Attachment Styles
Attachment is the interpersonal bond between child and caregiver that is developed through the accumulation of all the successes and failures in the caregiver meeting the child’s physical and emotional needs.
From this relationship with our original caregivers, we develop working models of what we expect in our relationships with others into adulthood.
These working models are called attachment styles, there are four adult attachment styles:
- Anxious / Preoccupied
- Avoidant / Dismissive
- Disorganized / Fearful-Avoidant
- Secure
These attachment styles are not absolute and may not be the same across different types of relationships or people. You may find that no one style fits 100% of your experience.
These attachment styles are also not set in stone, they can change due to our experiences in other relationships, from personal work and with therapy.
It’s important to remember that you are not bad or wrong for having a particular style of attachment. It makes sense that you approach relationships the way you do given what you learned from your parents or caregivers.

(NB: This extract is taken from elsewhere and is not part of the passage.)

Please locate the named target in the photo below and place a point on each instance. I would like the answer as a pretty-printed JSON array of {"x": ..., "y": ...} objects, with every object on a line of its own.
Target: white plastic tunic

Knowing about your attachment style is about understanding and having compassion for why relationships may be so difficult or scary for you.
It is also important to point out the reality that when kids are LGBTQIA+ parenting in a way that affirms and meets the emotional and physical needs of those kids can be quite challenging given the culture we live in (not because these children or their needs are challenging).
Attuned parenting can be a challenge because of the assumption that children are heterosexual and cisgender. When kids are queer and do not fit these assumptions, their emotional and physical needs are likely not being seen, attuned to, or met in the ways that they need.